We knew we were going to spend several days with his parents in Ventnor, NJ, because they were heading back to Kenya (missionaries) for another 5-year stint, and we were spending Christmas eve-eve and Christmas Eve with my parents.  We were travelling to Ventnor on Christmas morning.


Well, wouldn't you know?  It started to snow on Christmas Eve around seven o'clock.  It was warmish, and the snow was big, heavy, flakes, coming down pretty hard.  All of a sudden I saw what I thought was lightening.


How could that be?  It was snowing.  Then I heard what I thought was thunder.  Well, it was snow thunder, and it happened several more times during that "winter storm" which was not named, by the way.


Alan and I loved snow and playing in it, making snow angels, having snowball fights, building snowmen, etc.  We were young, what more can I say.

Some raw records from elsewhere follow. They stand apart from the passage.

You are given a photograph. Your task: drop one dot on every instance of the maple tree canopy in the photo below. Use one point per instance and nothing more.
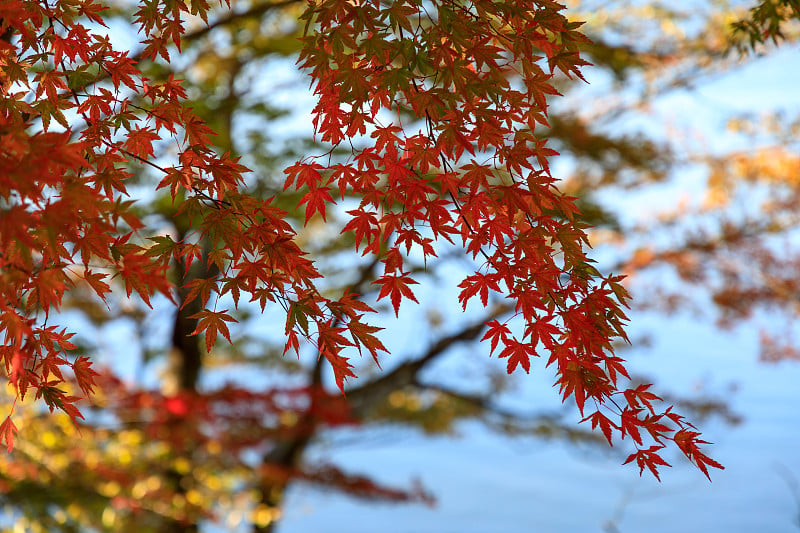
(436, 103)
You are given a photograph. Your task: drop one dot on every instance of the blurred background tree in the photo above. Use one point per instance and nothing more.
(183, 440)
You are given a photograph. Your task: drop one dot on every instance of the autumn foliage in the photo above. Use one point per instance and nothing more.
(436, 104)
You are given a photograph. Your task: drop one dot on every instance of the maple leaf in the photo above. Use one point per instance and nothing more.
(518, 353)
(7, 432)
(648, 458)
(315, 201)
(84, 374)
(478, 284)
(212, 322)
(605, 424)
(688, 442)
(363, 335)
(396, 286)
(496, 332)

Well, about the time we were leaving for Ventnor on Christmas morning another thunder-snow-storm came rolling through.  When we left there was 13 inches of snow on the ground in Runnemede.  On our way down to Ventnor, the snow accumulations became less and less and so did the snow falling earthward.

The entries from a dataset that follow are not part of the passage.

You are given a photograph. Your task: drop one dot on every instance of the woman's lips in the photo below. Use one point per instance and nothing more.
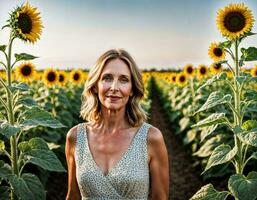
(113, 98)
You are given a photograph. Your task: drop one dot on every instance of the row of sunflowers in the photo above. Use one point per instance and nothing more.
(36, 110)
(27, 73)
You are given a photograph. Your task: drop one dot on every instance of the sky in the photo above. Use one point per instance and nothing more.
(160, 34)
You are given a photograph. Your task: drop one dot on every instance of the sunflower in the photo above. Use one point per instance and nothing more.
(234, 21)
(62, 78)
(25, 72)
(254, 71)
(50, 77)
(76, 76)
(189, 70)
(216, 68)
(26, 23)
(215, 52)
(173, 77)
(202, 71)
(3, 75)
(181, 79)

It was certainly a Christmas to be remembered.  Our first as husband and wife, and our first experience with thunder snow.


ttfn

Monday, January 12, 2015

Icing

I think I wrote about this a long time ago, but I'm going to write about it (again?).


Icing has nothing to do with cake.


Where I live in Kentucky we get a lot of ice storms.  We just dodged one this weekend.  Get it?  Icing?


I can only really remember one ice storm in Runnemede and I think I was in 8th grade at the time.  I know I was attending Downing school, and I only went there for K-2, and then 8th grade.  So, I'm pretty sure I was in 8th grade because I didn't have ice skates in K-2. 


We were sent home shortly after lunch time.  Now, I lived across from Downing, and went home for lunch and didn't notice ice when I went back to school for the afternoon.  However, by whatever time they dismissed us (and I know it was pretty early in the afternoon) the playground and steps were a sheet of ice, so was 2nd Ave. I slid from the steps at the Girls' door down to the steps leading onto the side walk at 2nd Avenue, then walked very carefully home, getting onto grass as soon as possible -- more traction there.


The storm must have dumped quite a bit of ice, because school was closed for a couple of days.  Somebody, I can't remember who, decided to try ice-skating on the playground, and once I saw that it worked I called Linda Lott and we had four great days of ice-skating after that storm. 


It was during that spate of days -- and let me assure you I was skating from early a.m. to dark -- I taught myself to spin, skate backwards, jump (one twist) and that's about it.


I wish I could still skate, alas my bones are too brittle to even think about it.


I hope some of you who have an "icing" his winter, get to try some ice-skating.  I recall it was great fun, even with all the bumps and bruises!